|SLUG: 2-274592 Marines / Osprey (L only)||DATE:||NOTE NUMBER:|
TITLE=MARINES / OSPREY (L ONLY)
INTRO: The U-S Marine Corps says faults in the hydraulic system and with on-board computer software caused last December's fatal crash of an Osprey tilt-rotor aircraft. V-O-A Correspondent Alex Belida reports from the Pentagon.
TEXT: Four Marines died in the crash, including two of the Corps' most experienced Osprey pilots. It was the second fatal crash of the revolutionary tilt-rotor aircraft last year, following an April incident that claimed the lives of 19 Marines.
Marine Major General Martin Berndt says that after a thorough investigation, officials have determined the crew was not at fault in the December tragedy.
/// BERNDT ACTUALITY ///
The mishap resulted from a hydraulic system failure compounded by a computer software anomaly. The aircrew reacted immediately and correctly to the in-flight emergency, as they were trained to do. We consider them to be without fault in this tragedy.
/// END ACTUALITY ///
General Berndt acknowledges that the hydraulic problem - involving the chafing and rupture of hydraulic lines - is one that officials have been aware of since June of 1999. He says the Marine Corps is now recommending a comprehensive review and possible redesign of the hydraulic system to prevent future failures.
As for the software problem, the general says officials will conduct a comprehensive review of the aircraft's entire computer control system to identify what he says could be design deficiencies.

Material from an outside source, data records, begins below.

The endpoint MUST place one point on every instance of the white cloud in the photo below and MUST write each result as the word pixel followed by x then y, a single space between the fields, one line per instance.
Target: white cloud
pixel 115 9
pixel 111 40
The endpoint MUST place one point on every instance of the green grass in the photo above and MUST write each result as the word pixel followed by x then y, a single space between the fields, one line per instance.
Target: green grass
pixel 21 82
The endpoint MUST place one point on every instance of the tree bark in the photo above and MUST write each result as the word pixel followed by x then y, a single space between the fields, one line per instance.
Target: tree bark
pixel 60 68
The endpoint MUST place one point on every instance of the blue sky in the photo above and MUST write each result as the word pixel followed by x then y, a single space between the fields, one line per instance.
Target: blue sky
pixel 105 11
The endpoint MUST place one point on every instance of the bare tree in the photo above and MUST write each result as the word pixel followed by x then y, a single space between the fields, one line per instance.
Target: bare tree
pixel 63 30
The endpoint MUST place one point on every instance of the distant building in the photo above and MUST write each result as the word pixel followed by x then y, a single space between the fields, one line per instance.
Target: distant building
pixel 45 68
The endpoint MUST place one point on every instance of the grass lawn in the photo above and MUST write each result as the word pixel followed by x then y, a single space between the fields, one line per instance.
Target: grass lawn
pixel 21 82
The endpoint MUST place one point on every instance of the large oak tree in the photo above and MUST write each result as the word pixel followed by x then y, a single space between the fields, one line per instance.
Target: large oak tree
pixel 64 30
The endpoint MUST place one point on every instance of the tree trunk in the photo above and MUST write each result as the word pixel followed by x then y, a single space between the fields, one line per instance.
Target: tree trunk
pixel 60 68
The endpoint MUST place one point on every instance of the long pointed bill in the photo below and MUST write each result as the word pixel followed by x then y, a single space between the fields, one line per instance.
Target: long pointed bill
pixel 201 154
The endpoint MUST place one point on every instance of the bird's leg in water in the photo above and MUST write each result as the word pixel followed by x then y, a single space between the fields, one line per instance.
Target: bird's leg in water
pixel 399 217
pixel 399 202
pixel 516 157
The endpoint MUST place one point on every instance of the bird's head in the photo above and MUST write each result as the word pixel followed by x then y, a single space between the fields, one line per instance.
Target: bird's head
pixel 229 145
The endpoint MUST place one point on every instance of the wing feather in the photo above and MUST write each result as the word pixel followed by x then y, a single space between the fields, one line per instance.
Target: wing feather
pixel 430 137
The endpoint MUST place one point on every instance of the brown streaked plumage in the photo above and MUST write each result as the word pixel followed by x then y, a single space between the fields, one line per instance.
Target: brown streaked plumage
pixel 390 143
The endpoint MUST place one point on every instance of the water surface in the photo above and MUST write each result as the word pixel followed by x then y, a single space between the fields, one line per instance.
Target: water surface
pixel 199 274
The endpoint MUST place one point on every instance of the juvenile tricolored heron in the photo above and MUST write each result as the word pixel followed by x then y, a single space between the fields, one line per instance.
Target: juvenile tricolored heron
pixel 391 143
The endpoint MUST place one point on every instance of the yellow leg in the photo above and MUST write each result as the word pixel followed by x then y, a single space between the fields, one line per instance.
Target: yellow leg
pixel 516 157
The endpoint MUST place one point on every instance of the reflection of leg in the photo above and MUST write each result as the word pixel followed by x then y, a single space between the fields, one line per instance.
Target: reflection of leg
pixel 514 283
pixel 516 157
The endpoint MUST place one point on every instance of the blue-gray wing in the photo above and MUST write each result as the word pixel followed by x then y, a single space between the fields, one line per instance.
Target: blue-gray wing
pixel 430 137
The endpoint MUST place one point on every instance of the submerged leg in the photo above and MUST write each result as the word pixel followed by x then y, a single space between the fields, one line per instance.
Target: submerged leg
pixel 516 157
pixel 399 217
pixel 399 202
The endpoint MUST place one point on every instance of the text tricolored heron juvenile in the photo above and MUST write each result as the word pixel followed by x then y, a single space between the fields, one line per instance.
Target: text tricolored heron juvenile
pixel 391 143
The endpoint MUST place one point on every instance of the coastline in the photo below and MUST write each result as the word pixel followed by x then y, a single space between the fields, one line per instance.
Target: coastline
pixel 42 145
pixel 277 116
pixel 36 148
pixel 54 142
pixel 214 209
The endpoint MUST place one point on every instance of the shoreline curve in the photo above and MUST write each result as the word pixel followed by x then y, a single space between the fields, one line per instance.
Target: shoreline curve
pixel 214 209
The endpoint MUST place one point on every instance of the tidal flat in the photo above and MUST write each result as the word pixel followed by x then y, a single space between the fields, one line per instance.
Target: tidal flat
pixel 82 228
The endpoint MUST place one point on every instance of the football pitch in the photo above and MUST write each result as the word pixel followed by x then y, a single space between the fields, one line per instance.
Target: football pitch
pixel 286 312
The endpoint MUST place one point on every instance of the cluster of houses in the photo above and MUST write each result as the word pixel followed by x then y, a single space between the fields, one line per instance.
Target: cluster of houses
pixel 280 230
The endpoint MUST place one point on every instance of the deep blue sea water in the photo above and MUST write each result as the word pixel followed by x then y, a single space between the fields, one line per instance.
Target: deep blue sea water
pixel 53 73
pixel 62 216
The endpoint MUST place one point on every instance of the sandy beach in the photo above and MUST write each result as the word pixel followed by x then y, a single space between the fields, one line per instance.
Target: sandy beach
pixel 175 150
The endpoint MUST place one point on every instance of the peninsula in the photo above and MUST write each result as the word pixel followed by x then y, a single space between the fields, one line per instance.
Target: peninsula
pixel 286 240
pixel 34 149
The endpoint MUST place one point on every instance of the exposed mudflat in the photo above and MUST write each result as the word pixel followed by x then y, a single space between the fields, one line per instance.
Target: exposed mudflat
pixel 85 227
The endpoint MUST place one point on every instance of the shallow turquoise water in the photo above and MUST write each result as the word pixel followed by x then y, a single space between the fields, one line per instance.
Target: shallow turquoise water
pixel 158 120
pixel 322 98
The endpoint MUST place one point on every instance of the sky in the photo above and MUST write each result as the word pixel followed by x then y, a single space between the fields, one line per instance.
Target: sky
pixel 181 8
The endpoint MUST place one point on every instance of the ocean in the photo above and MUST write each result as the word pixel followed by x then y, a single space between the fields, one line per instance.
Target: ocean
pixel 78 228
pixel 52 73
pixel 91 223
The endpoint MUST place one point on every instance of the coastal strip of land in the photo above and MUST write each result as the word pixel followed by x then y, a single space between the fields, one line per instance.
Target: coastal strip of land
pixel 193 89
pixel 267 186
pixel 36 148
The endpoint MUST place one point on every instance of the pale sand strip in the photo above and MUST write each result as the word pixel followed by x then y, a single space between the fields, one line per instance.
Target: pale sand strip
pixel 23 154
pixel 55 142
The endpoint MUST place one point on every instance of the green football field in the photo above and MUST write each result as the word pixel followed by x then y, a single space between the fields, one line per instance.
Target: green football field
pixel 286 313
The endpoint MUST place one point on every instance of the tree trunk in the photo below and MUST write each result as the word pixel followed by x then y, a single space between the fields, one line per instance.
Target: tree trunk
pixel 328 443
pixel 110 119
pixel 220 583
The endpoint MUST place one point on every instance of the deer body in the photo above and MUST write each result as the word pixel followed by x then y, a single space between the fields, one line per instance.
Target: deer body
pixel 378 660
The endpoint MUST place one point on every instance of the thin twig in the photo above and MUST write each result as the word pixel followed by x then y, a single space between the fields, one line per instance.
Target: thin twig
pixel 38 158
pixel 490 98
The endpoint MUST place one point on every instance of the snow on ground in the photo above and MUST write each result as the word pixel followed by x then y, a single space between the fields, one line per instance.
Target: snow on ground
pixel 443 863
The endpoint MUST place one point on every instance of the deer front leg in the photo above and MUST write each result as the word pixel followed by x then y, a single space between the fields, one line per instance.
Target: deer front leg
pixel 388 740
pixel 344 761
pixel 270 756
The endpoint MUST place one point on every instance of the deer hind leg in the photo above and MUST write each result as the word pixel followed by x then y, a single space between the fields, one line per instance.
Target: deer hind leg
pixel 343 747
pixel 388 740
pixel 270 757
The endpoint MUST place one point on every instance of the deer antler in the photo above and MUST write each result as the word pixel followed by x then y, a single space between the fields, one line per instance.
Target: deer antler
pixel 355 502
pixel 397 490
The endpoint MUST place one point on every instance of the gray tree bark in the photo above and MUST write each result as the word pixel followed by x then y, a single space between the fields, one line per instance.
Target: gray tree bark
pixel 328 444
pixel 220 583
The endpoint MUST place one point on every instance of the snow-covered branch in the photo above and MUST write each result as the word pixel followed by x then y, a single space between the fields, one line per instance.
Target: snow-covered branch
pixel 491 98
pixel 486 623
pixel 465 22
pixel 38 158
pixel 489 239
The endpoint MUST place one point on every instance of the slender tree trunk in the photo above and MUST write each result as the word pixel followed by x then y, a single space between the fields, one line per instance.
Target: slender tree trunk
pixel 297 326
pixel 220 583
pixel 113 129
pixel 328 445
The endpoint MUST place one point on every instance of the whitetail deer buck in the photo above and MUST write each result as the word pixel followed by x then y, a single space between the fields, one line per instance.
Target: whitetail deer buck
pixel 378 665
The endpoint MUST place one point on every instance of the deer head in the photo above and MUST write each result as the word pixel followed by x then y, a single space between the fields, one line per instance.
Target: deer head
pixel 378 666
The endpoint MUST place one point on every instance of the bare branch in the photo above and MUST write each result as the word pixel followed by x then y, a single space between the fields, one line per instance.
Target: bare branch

The Marine Corps wants to buy more than 300 Ospreys, which can take off and land like helicopters but fly like conventional airplanes once airborne. The aircraft is capable of flying longer missions with a greater cargo or personnel capacity than the Marines' current aging fleet of helicopters.
But the small fleet of Ospreys already in service for test purposes has been grounded since last December's crash. The controversy surrounding the ill-fated aircraft has been compounded in recent months by charges that maintenance records for Ospreys have been falsified.
The Pentagon has delayed the decision on whether to proceed with full-scale production of the aircraft.